– Ну этому-то меня, сынок, учить не надо! Распишем в красках! А, Листвяна?
Листвяна, взбодренная тем, что ее наконец-то привлекли к разговору, отрапортовала:
– Девки на кухне уже сейчас мозоли на языках набили. Пошлю двоих-троих к колодцу за водой – завтра же все село судачить будет!
Мишка понял, что тема, что называется, пошла, и выбросил козырного туза:
– И добавьте, что как только отстроимся на новом месте, так будем девок на посиделки в воинскую школу приглашать, а то, мол, парням скучно. Готовься, мама, заказы на платья принимать, никто хуже Машки с Анькой выглядеть не захочет. Учи холопок шитью, на целую мастерскую работы хватит, а нам будет чем за сбрую кожевенникам заплатить – платье вещь недешевая!
– Кхе! Едрена-матрена! Еще и обогатимся! Ну, Михайла!
– Главное – не это, деда! – Мишка поймал себя на том, что снова поучающее вздел указательный палец. – Главное то, что любому мужу, который этому архиважному делу помешать попробует, бабы адские муки еще при жизни устроят, а может, чего и похуже. Правильно, мама?
– Правильно, сынок!
Мать, уже не скрываясь, улыбалась во весь рот, на щеках ее играл румянец, и Мишка только сейчас понял, что именно зацепило край его сознания, когда она только вошла в горницу. Мать похорошела! Исчезла вдовья тоскливая самоуглубленность, ставшая очень заметной, после того как Мишка «расколдовал» тетку Татьяну. Лицо словно разгладилось и посветлело, выровнялась осанка. Куда-то подевались темные тона в одежде. Нет, конечно же, бабий платок не сменила девичья головная повязка, вышитый рисунок на вороте и рукавах сорочки полностью соответствовал возрасту и семейному положению, но все это стало ярким, даже щеголеватым.
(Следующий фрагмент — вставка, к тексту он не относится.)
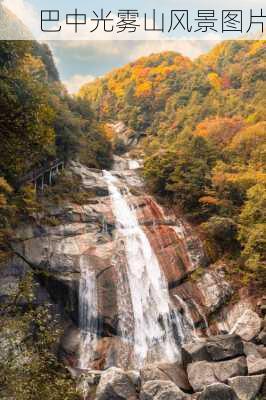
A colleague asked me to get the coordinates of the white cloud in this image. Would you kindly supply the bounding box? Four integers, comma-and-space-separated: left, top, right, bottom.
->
63, 74, 95, 94
3, 0, 39, 32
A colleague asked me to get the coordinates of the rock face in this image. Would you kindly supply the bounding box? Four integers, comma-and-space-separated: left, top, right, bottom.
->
199, 383, 238, 400
187, 357, 247, 391
182, 335, 243, 363
232, 310, 262, 341
228, 375, 265, 400
247, 355, 266, 375
96, 367, 137, 400
140, 363, 191, 391
0, 160, 214, 368
140, 380, 188, 400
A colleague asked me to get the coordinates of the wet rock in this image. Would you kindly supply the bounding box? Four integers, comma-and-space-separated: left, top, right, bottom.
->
96, 367, 137, 400
127, 370, 141, 391
247, 355, 266, 375
187, 357, 247, 391
140, 380, 188, 400
243, 342, 261, 358
228, 375, 265, 400
197, 269, 233, 312
182, 335, 243, 364
182, 341, 211, 365
256, 328, 266, 346
199, 383, 238, 400
232, 310, 262, 341
141, 363, 191, 391
206, 335, 243, 361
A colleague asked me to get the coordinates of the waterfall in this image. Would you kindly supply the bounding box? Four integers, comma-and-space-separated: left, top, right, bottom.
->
104, 171, 184, 367
79, 258, 98, 369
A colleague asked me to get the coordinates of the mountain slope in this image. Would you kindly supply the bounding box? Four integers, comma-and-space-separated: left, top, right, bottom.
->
80, 40, 266, 282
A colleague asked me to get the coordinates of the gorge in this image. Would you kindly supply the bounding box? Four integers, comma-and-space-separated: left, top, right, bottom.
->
0, 35, 266, 400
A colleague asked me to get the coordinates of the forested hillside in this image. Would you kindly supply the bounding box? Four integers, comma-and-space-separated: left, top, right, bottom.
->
0, 41, 111, 400
80, 41, 266, 282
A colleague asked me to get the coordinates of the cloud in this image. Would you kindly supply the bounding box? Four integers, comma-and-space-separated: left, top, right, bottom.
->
3, 0, 39, 32
63, 74, 95, 94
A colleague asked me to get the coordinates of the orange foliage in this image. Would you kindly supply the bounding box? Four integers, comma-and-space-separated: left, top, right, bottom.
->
194, 117, 244, 147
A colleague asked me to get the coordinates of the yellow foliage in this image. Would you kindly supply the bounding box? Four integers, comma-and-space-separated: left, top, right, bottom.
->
135, 81, 152, 97
208, 72, 222, 91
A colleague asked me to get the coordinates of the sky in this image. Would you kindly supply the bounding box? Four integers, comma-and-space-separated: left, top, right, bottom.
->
3, 0, 263, 93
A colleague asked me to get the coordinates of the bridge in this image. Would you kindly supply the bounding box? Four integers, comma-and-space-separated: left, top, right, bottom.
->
18, 160, 65, 191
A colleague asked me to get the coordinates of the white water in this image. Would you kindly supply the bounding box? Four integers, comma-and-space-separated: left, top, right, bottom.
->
79, 259, 98, 369
104, 171, 184, 367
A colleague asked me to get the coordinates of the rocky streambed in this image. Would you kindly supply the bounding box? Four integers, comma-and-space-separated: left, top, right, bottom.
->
81, 332, 266, 400
0, 158, 266, 400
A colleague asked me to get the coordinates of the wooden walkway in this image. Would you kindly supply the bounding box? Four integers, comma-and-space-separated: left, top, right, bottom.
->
18, 160, 65, 191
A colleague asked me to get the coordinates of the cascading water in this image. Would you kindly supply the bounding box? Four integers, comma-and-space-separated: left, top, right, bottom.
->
104, 171, 184, 367
79, 259, 98, 369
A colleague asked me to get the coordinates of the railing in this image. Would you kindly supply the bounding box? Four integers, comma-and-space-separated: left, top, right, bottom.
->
18, 160, 65, 191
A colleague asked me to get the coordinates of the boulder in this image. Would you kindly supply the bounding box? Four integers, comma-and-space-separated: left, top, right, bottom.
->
141, 363, 191, 391
231, 309, 262, 341
206, 335, 243, 361
243, 342, 261, 358
95, 367, 137, 400
247, 355, 266, 375
199, 383, 238, 400
256, 328, 266, 346
182, 335, 244, 364
182, 341, 211, 365
140, 380, 188, 400
228, 375, 265, 400
187, 357, 247, 391
213, 357, 248, 382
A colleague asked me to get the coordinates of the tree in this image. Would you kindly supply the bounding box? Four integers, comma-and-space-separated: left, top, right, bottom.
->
239, 184, 266, 282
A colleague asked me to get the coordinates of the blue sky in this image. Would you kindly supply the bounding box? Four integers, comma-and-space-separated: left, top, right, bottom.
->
3, 0, 265, 92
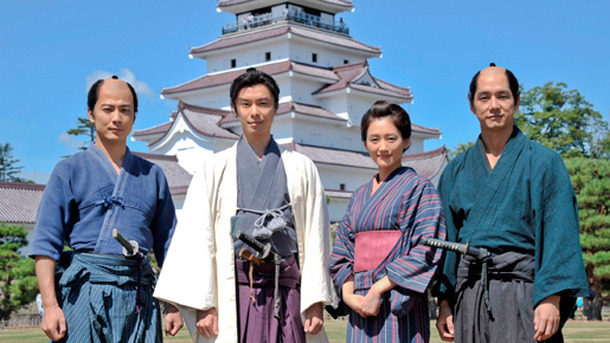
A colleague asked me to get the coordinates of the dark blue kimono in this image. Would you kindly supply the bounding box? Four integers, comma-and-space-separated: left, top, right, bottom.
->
439, 127, 588, 342
30, 144, 176, 342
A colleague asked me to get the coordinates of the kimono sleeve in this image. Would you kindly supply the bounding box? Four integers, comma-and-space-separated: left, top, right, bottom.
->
150, 166, 176, 267
330, 196, 355, 299
433, 160, 459, 301
386, 180, 446, 294
29, 160, 78, 261
154, 168, 217, 310
532, 151, 589, 306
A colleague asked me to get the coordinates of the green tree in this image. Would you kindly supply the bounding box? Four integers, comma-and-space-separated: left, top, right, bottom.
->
0, 223, 38, 320
0, 143, 23, 181
66, 117, 95, 150
447, 142, 474, 160
566, 158, 610, 320
515, 82, 610, 158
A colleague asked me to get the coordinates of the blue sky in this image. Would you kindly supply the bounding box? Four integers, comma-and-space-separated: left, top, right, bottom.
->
0, 0, 610, 183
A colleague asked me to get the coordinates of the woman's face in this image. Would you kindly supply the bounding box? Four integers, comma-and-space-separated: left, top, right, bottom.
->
364, 117, 410, 176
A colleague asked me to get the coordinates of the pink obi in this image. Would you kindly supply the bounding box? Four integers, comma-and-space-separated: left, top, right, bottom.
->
354, 230, 402, 273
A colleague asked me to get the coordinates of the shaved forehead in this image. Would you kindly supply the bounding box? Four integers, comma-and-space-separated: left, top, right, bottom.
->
468, 65, 521, 105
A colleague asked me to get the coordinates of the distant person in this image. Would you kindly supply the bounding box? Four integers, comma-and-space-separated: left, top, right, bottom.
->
30, 76, 182, 343
436, 64, 588, 343
155, 68, 332, 343
331, 101, 445, 342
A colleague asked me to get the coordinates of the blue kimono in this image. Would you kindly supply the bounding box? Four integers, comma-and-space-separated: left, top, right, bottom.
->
29, 144, 176, 342
439, 127, 588, 342
331, 167, 445, 342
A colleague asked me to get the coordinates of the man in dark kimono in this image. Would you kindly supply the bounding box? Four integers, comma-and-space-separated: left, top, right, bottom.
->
436, 64, 588, 343
30, 76, 182, 342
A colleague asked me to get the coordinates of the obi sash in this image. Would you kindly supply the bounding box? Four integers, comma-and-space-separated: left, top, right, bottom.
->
354, 230, 402, 273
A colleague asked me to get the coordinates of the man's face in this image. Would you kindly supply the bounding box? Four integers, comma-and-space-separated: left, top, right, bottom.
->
88, 79, 135, 144
470, 67, 519, 131
235, 84, 277, 142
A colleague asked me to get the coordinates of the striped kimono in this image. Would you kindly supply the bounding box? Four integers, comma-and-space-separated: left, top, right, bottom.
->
331, 167, 445, 342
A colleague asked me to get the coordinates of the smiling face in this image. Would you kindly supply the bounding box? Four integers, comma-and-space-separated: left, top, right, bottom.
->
470, 67, 519, 132
364, 117, 411, 177
233, 84, 277, 143
88, 79, 135, 145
На шее – бусы, на пальцах перстни…
Мишкины размышления прервал бодрый голос деда, похоже, обрадовавшегося новому способу ведения боевых действий, как ребенок новой игрушке:
– Теперь, бабоньки, о Даниле подумайте. Смутьяны его вместо убиенного Пимена себе десятником избрали, а я утвердил. Значит, хотят вместо меня сотником поставить! Надо всем напомнить, что такое один раз уже было и от сотни из-за этого чуть рожки да ножки не остались. Особливо переговорите с теми бабами, в чьих семьях после той переправы проклятой мужиков недосчитались.
– Батюшка, грех это – на горе таком играть, – попыталась возразить мать. – У многих даже и могилки-то нет – так в реке и остались…
– А усобицу между своими устраивать не грех? – мгновенно взъярился дед. – А в Данилины руки остатки сотни отдавать не грех? Сколько народу он в первом же бою положит? После той переправы сотня в настоящем деле ни разу не была, народ распустился, десятки не полные, некоторых и вообще нет! Данила порядок наведет? Или бабам легче будет, если их мужья да сыновья не в реке потонут, а порубленные лягут?
Дед говорил о больном и распалялся все больше и больше. Мать, словно не замечая этого, опять попробовала возражать:
– Все равно, батюшка, как-то нехорошо это…
– Исполнять! – дед в очередной раз поднял голос до командного рыка. – Война есть война! Если не мы их, то они нас, а потом, сдуру, и вообще всех! Делать, как сказано! Сплетня такая: Данилу хотят после меня сотником поставить, а он в первом же бою половину народу положит, а то и всех!
А дед между тем, подавив робкое сопротивление командира «бабьего контингента», увлеченно продолжал:
– Теперь опять чисто бабье дело. Анюта, у богатея нашего Кондрата жена сильно ревнивая?